Sodamin: It’s based on a South of France bistro concept. Originally, I didn’t want to open a bistro, as this had already been done on other ships. But I thought a seafood venue with a limited selection of meat and some French specialties would be welcomed by guests. It’s a well-balanced menu, featuring top-sellers like the Seafood Tower; our Fresh Fish of the Day—sourced from our most recent ports of call; Sole Meunière; and our signature Rudi’s Soufflé. Without a doubt, this concept is different from any current venue at sea, and is a success—our revenues are on target, and we’re sold-out every night.
One other unique aspect to Rudi’s Sel de Mer is my Food Faces artwork that adorns the dinner plates. I’ve been creating and photographing food that I’ve arranged into “faces” for several years as a hobby, and we’ve put 12 of my “seafood faces” onto dinner plates in the restaurant. It’s a perfect fit for the concept and is a great talking point for guests.

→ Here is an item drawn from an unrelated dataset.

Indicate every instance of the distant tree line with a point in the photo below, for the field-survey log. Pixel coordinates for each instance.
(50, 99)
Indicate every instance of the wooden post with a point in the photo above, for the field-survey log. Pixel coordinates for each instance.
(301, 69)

Van der Werff: We have Blend, which is a partnership with Château St. Michelle, where guests can sign up for a wine blending session and experiment with different combinations of Château St. Michelle varietals and vintages to create their own custom blend tailored to their preferred flavor profile, then name and label their wine, and have it bottled right there at Blend. The venue also doubles as an approachable tasting room where travelers can just sit and enjoy a premium glass of wine if they don’t feel like participating in a blending session.

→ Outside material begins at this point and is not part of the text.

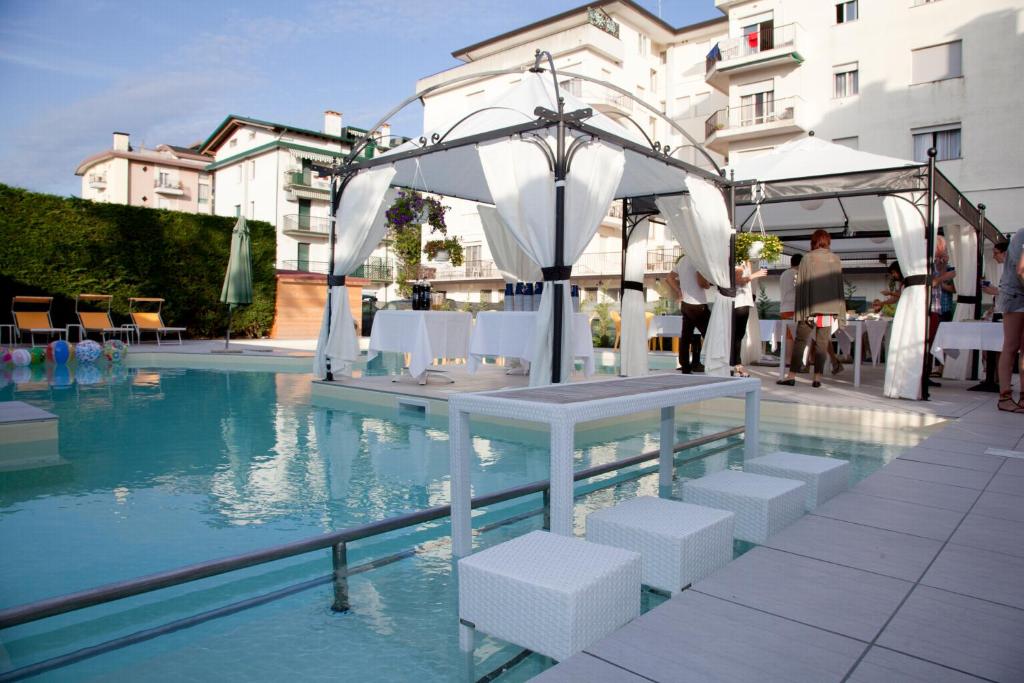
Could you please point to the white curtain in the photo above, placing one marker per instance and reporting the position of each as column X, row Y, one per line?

For the overall wine program aboard Nieuw Statendam, we partnered with James Suckling to curate and condense our wine list, and move it away from just price and varietal categorization, and toward keywords he picked to pique guest interest, like Light Conversation, Mealtime Favorites, and James’s Rock Star Wines, for example. We found it breaks down boundaries to wine selections for our passengers and stimulates sales. It was subsequently rolled out across our fleet, so ease of procurement to replicate that core program was a consideration in the wines chosen.
Van der Werff: We partnered with Chef David Burke to create an exciting new menu for Pinnacle Grill aboard Nieuw Statendam. Pinnacle Grill is a staple on all our ships, so those changes have been rolled back to the rest of the fleet since then. In fact, I was just aboard the Oosterdam, which has been in our fleet since 2003, and we launched the David Burke Pinnacle Grill menu there to overwhelmingly favorable comments, especially from our repeat guests that have been eating at Pinnacle Grill for years. They noticed the upgrades to the menu while still keeping their staples and favorites. So we’re pleased with how we’ve taken an already very good concept and elevated it further.

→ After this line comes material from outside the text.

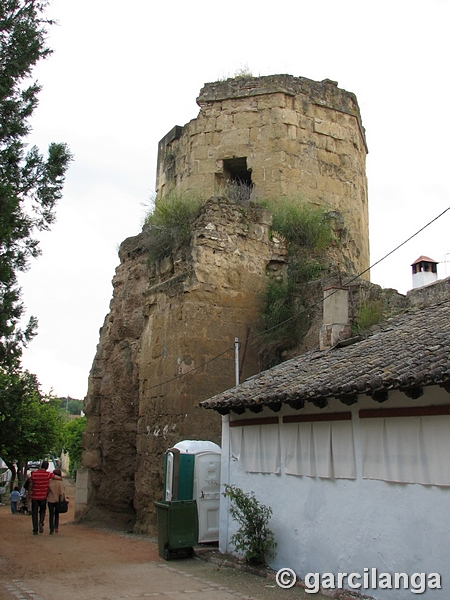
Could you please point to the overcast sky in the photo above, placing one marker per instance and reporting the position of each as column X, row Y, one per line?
column 122, row 75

Tamarind is another concept we upgraded for Nieuw Statendam. It’s a pan-Asian restaurant currently on five of our vessels, and for Nieuw Statendam we added al fresco seating, and we partnered with Chef Andy Matsuda for a sushi concept called Nami Sushi, which is adjacent to Tamarind. Nami Sushi is being added to our existing Tamarind venues on four other vessels.
Van der Werff: The guest satisfaction in scores, ratings, and feedback have been overwhelmingly positive. I have a team of about 20 food and beverage professionals either in a corporate or in a traveling corporate role, and we spent a lot of time the past two years to create an F&B experience for guests at a whole different level aboard Nieuw Statendam, and I think we really delivered.